Updated: Jun 4, 2026

Selecting Multiple Biomarker Subsets with Similarly Effective Binary Classification Performances
07:35

Selecting Multiple Biomarker Subsets with Similarly Effective Binary Classification Performances

Published on: October 11, 2018

Generalized centroid estimators in bioinformatics.

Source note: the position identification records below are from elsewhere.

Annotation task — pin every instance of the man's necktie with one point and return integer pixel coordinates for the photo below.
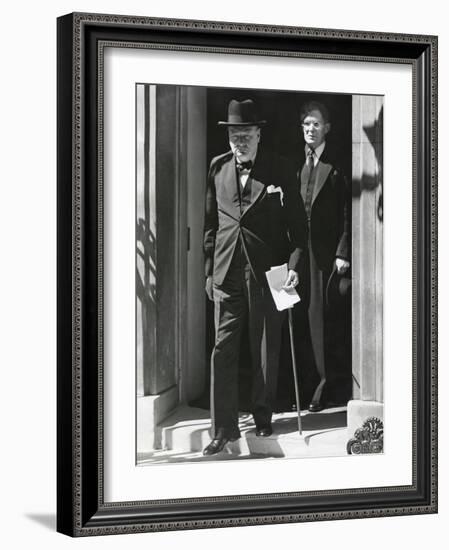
(247, 165)
(309, 191)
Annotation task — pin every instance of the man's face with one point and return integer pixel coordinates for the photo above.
(315, 129)
(244, 141)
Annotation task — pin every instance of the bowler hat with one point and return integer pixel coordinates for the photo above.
(338, 287)
(242, 113)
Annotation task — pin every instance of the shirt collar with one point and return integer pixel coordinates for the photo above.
(318, 151)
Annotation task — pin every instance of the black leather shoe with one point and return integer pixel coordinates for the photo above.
(215, 446)
(264, 431)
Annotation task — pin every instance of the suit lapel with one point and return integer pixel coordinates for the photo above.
(229, 175)
(322, 172)
(257, 175)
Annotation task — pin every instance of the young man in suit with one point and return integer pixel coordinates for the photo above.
(325, 194)
(254, 220)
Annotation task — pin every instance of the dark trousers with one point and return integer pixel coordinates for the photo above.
(316, 316)
(240, 300)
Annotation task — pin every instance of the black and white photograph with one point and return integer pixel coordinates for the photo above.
(259, 274)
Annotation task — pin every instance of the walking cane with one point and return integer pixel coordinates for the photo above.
(295, 374)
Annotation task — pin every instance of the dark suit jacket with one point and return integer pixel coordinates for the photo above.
(330, 213)
(272, 233)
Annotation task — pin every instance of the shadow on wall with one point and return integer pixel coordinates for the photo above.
(370, 182)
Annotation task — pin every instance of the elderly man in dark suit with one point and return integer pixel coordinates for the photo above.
(325, 194)
(254, 220)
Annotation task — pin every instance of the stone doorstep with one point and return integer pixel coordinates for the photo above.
(186, 432)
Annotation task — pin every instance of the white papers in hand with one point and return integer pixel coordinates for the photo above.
(276, 278)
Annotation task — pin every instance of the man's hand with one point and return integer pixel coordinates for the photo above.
(209, 288)
(341, 265)
(292, 280)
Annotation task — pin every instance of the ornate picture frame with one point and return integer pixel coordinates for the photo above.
(82, 507)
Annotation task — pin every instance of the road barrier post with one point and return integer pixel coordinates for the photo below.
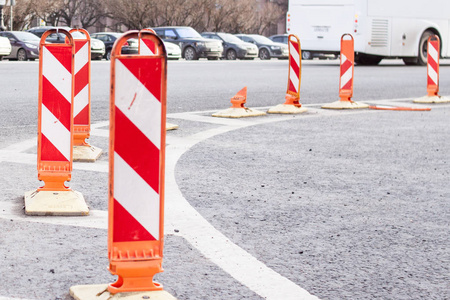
(238, 109)
(137, 157)
(55, 132)
(347, 63)
(292, 104)
(146, 47)
(433, 54)
(82, 151)
(136, 173)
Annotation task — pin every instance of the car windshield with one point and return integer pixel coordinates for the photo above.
(260, 39)
(229, 38)
(26, 36)
(188, 33)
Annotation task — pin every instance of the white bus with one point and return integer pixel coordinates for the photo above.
(380, 28)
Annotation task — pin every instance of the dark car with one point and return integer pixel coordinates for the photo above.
(97, 47)
(267, 48)
(108, 38)
(193, 45)
(233, 47)
(24, 45)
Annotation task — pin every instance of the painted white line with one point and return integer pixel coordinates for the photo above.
(213, 244)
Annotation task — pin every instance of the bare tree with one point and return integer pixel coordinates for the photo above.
(47, 10)
(135, 14)
(82, 12)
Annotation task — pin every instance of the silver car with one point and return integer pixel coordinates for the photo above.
(5, 47)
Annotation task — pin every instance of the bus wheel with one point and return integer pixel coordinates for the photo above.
(422, 56)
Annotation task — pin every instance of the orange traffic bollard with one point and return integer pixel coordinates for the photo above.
(137, 156)
(82, 98)
(292, 104)
(55, 132)
(347, 63)
(238, 109)
(433, 54)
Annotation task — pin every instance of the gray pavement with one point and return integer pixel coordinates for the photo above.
(342, 204)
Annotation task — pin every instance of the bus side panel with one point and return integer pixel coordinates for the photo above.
(406, 35)
(320, 27)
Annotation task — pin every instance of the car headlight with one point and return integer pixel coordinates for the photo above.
(32, 46)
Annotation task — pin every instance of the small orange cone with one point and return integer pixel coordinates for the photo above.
(238, 109)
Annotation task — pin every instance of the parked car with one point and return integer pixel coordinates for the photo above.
(267, 48)
(5, 47)
(279, 38)
(24, 45)
(193, 45)
(108, 38)
(306, 55)
(173, 50)
(97, 46)
(233, 47)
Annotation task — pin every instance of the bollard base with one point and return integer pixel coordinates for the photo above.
(86, 153)
(432, 99)
(345, 105)
(55, 203)
(234, 112)
(100, 292)
(286, 109)
(170, 126)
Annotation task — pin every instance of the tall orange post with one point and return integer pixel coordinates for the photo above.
(433, 54)
(347, 62)
(83, 151)
(292, 104)
(55, 132)
(137, 155)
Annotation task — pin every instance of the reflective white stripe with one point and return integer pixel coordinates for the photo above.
(145, 50)
(432, 52)
(136, 196)
(432, 74)
(346, 77)
(294, 79)
(138, 104)
(294, 53)
(81, 57)
(343, 58)
(55, 132)
(58, 76)
(81, 100)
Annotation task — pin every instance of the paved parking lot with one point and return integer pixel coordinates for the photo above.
(327, 204)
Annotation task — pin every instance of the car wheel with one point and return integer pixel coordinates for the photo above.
(21, 55)
(108, 55)
(264, 54)
(189, 54)
(231, 54)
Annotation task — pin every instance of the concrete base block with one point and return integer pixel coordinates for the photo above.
(345, 105)
(432, 99)
(100, 292)
(86, 153)
(233, 112)
(55, 203)
(170, 126)
(286, 109)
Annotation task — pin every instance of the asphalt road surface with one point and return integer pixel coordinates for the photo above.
(326, 204)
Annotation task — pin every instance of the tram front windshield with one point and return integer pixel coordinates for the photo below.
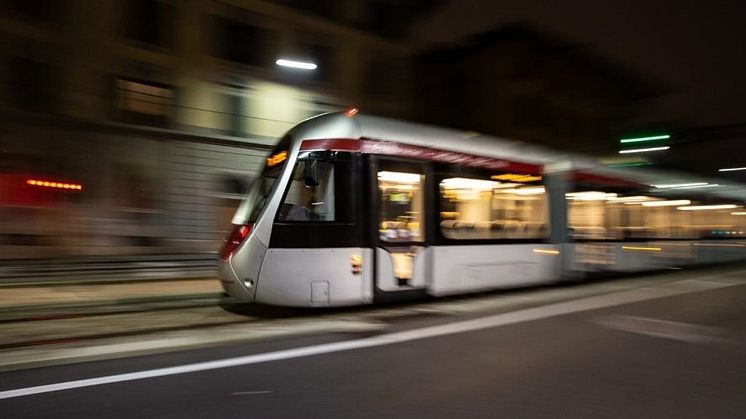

Michiaki Hamada1, Hisanori Kiryu, Wataru Iwasaki

  • 1Graduate School of Frontier Sciences, The University of Tokyo, Chiba, Japan. mhamada@k.u-tokyo.ac.jp

Plos One
|March 3, 2011
PubMed
Summary
This summary is machine-generated.

This study introduces efficient estimators for bioinformatics problems on high-dimensional binary spaces, aligning with common accuracy measures like sensitivity and F-score for improved performance.

Related Experiment Videos

Last Updated: Jun 4, 2026

Selecting Multiple Biomarker Subsets with Similarly Effective Binary Classification Performances
07:35

Selecting Multiple Biomarker Subsets with Similarly Effective Binary Classification Performances

Published on: October 11, 2018

Area of Science:

  • Bioinformatics
  • Computational Biology
  • Statistical Inference

Background:

  • Estimation problems in bioinformatics often face a mismatch between chosen estimators and target accuracy measures.
  • High-dimensional binary spaces are fundamental to many bioinformatics challenges.

Purpose of the Study:

  • To introduce a general class of efficient estimators for high-dimensional binary spaces in bioinformatics.
  • To ensure estimators align with common accuracy measures and are computationally efficient.
  • To provide a unified framework for designing maximum expected accuracy (MEA)-based estimators.

Main Methods:

  • Theoretical analysis of proposed estimators.
  • Evaluation against standard accuracy metrics (sensitivity, PPV, MCC, F-score).
  • Application to diverse bioinformatics problems using the MEA principle.

Main Results:

  • The proposed estimators demonstrate good general fit with common accuracy measures.
  • Efficient computation is achievable for many practical scenarios.
  • The framework successfully unifies several existing bioinformatics algorithms.
  • The MEA principle is effectively applied across a broad range of problems.

Conclusions:

  • The developed estimators offer a robust solution for estimation problems in bioinformatics.
  • The MEA-based framework provides a versatile and extendable approach for designing accurate and efficient estimators.
  • This work offers new insights into fundamental bioinformatics problems and algorithms.